Get the coverage you’re entitled to.

Insurance disputes usually come down to a gap between what the policy promises and how the carrier applies it after a loss. In Washington, these cases are not just “contract disagreements.” They are governed by a set of statutory and regulatory rules that can create meaningful leverage when an insurer unreasonably denies coverage, underpays, delays, or mishandles a claim.

This office handles first-party and select defense-side insurance matters, with an emphasis on claims where the legal framework matters: auto coverage disputes (including UIM/UM), property losses, flood claims with federal rules, and health-insurance denials—including denials involving gender-affirming care. In Washington, there are several considerations that come to mind in insurance disputes:

  1. The policy is a contract—but Washington imposes extra duties. Washington recognizes that insurers owe duties of good faith in claims handling, and policyholders can pursue claims beyond pure breach of contract when claim handling is unreasonable or unfair. Washington courts have recognized the availability of bad-faith and Consumer Protection Act theories in the insurance context.

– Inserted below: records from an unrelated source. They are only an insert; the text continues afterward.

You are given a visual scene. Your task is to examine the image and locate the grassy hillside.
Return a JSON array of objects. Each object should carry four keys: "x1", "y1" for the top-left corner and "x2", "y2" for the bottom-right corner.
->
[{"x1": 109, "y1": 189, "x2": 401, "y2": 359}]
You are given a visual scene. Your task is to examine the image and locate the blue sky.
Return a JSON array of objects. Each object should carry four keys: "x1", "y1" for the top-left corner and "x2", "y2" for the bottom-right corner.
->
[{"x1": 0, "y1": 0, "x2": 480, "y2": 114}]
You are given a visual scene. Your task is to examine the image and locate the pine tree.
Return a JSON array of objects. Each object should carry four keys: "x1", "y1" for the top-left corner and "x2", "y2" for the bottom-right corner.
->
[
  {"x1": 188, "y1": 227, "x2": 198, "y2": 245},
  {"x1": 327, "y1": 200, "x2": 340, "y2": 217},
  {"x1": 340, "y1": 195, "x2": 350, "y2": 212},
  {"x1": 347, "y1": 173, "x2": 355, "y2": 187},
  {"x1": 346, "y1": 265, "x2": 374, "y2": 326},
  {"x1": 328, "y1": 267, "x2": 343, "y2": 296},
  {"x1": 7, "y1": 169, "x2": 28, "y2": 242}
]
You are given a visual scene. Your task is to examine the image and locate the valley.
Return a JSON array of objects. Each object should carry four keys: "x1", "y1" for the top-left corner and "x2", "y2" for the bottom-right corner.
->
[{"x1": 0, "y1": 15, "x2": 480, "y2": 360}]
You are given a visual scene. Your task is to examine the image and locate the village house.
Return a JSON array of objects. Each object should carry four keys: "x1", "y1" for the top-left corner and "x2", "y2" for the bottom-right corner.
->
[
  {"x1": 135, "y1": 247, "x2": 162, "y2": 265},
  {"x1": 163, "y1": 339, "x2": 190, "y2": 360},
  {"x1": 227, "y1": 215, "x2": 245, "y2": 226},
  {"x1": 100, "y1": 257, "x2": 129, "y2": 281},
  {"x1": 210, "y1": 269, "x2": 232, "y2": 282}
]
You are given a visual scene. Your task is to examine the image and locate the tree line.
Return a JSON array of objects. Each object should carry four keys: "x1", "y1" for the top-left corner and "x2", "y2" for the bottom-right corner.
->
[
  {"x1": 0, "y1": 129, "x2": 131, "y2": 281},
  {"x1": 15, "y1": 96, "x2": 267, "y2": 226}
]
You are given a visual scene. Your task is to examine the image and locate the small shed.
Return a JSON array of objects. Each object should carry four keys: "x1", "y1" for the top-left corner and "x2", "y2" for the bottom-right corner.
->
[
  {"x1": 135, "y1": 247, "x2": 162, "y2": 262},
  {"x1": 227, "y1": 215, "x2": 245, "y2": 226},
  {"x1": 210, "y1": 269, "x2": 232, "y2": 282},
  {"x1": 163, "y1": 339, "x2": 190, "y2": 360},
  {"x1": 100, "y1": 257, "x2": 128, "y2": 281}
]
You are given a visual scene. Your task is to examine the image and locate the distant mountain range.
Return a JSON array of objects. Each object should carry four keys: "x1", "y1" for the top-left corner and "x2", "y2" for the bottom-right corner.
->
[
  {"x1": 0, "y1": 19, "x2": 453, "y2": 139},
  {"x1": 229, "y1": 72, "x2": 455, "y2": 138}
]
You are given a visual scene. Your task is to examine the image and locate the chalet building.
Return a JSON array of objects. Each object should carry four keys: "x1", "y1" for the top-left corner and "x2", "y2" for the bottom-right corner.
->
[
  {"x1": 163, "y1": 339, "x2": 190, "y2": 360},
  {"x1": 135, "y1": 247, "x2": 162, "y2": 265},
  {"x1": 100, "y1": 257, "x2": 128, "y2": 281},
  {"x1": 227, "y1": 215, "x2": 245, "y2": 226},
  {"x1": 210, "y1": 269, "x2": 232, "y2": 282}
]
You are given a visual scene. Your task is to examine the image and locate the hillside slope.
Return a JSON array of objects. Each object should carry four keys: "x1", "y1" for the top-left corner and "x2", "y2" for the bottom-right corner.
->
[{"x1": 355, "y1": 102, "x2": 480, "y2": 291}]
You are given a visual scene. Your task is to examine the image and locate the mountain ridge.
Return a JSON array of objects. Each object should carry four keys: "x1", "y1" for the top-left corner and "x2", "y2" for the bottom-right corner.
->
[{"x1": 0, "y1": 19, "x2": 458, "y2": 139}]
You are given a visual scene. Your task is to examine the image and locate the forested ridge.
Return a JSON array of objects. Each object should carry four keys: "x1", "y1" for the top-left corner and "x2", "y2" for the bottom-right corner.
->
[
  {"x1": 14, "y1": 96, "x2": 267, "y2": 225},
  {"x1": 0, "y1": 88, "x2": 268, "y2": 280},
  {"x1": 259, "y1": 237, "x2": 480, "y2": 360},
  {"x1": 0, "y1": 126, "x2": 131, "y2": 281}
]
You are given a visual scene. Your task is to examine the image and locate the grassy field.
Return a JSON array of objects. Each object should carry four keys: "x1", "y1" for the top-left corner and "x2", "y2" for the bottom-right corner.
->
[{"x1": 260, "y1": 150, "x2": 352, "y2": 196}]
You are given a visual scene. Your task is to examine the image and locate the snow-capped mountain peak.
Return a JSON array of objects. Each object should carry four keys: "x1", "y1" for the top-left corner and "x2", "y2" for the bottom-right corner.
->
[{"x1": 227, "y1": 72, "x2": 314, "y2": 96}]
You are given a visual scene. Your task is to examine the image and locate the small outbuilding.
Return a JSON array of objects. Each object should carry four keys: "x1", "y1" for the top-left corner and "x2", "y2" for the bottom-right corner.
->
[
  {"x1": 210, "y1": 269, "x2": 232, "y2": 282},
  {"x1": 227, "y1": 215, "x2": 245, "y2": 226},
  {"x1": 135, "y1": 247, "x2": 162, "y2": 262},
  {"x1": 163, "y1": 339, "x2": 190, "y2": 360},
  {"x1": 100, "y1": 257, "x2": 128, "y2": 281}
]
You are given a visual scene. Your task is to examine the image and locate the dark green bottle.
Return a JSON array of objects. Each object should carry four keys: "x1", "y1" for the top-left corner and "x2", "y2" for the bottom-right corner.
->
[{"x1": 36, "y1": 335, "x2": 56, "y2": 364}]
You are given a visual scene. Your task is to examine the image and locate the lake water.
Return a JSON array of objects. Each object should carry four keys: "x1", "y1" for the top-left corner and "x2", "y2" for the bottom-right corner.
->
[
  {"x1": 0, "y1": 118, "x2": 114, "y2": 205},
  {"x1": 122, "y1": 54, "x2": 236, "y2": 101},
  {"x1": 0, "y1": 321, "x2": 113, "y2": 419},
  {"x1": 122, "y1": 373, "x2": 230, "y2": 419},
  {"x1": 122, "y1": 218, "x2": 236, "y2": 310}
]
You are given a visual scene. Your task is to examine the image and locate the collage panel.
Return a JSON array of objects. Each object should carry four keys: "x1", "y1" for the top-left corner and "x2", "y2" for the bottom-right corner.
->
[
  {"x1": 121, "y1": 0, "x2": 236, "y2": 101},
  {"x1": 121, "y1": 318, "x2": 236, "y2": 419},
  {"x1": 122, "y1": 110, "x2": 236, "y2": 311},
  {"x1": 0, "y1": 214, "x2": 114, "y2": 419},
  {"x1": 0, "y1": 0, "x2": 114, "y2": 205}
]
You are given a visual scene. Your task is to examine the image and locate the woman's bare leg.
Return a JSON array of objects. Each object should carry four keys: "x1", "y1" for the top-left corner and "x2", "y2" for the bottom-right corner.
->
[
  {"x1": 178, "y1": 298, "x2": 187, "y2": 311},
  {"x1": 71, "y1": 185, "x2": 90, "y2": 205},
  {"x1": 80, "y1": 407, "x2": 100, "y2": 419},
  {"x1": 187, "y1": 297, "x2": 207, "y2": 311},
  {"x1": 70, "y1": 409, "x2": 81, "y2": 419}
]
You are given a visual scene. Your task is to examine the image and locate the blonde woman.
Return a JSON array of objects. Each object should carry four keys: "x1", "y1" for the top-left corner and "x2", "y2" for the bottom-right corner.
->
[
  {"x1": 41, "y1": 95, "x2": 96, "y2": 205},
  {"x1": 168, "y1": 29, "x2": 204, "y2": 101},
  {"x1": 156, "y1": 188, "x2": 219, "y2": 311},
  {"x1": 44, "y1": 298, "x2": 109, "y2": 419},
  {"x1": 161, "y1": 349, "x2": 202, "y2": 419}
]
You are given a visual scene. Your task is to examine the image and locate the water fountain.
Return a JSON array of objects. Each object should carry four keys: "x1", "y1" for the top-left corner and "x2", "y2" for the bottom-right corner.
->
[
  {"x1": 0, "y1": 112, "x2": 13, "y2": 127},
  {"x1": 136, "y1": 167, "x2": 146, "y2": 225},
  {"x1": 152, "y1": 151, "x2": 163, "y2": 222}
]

  2. IFCA: a fee-shifting statute for unreasonable denials (first-party). The Insurance Fair Conduct Act (IFCA) provides that certain policy holders who are unreasonably denied a claim for coverage or payment of benefits may sue for actual damages and may recover attorneys’ fees and litigation costs.

  3. Unfair claims-handling regulations. Washington’s unfair claims settlement practices regulation defines specific prohibited conduct—misrepresenting policy provisions, failing to respond promptly, failing to conduct a reasonable investigation, and related practices—commonly litigated as part of bad-faith/CPA/IFCA theories.

  4. Washington Consumer Protection Act (CPA). The CPA broadly prohibits unfair or deceptive acts or practices in trade or commerce and is frequently pleaded alongside insurance bad-faith theories when the facts support it.

  5. Flood insurance (NFIP/SFIP). Flood claims written under the National Flood Insurance Program are governed by federal regulation. Deadlines and “proof of loss” requirements are strictly applied, and flood insurance claims can turn on technical compliance rather than general notions of fairness. If you have suffered a loss covered by a Standard Flood Insurance Policy, you need to do everything you can to ensure you comply with all relevant guidelines. Otherwise, all of your claims may be denied outright and you will have very little recourse.

In addition to insurance disputes related to roadway accidents, including underinsured and uninsured motorist coverages, our firm handles property-loss disputes, flood and mixed-water losses, and health insurance denials, including those for gender-affirming care. Most of these disputes pivot on a familiar set of pressure points. Insurers may

  1. Focus on missing documentation or gaps in care;

  2. Frame the dispute as medical necessity or preexisting condition rather than coverage;

  3. Characterize delays as “investigation” while extending timelines;

  4. Narrow the claim through selective policy readings or disputed exclusions; and

  5. In property claims, dispute scope and pricing through competing estimates and causation experts.

Washington’s claims-handling regulations provide a framework for evaluating whether an insurer’s process was reasonable and prompt. IFCA can add real teeth in first-party unreasonable-denial cases through fee shifting. And when federal programs apply (NFIP), procedural precision becomes central to the case from day one.

Coverage disputes involving gender-affirming care are also won or lost in the details: how “medical necessity” is documented, whether parity principles are applied consistently, how exclusions are drafted and enforced. Fortunately, Washington has enacted statutory protections addressing coverage for gender-affirming treatment in certain health plans, and Washington insurance policies cannot discriminately deny you medically necessary care simply because it is gender-affirming. In this area, an LGBTQ+ and trans-informed attorney adds value here because these claims require (1) fluency with how gender-affirming care is commonly coded and reviewed, (2) comfort working with providers and medical records in a way that preserves privacy and dignity, and (3) experience building an administrative and litigation record that forces a carrier to defend its rationale—rather than relying on ambiguity, delay, or inconsistent standards.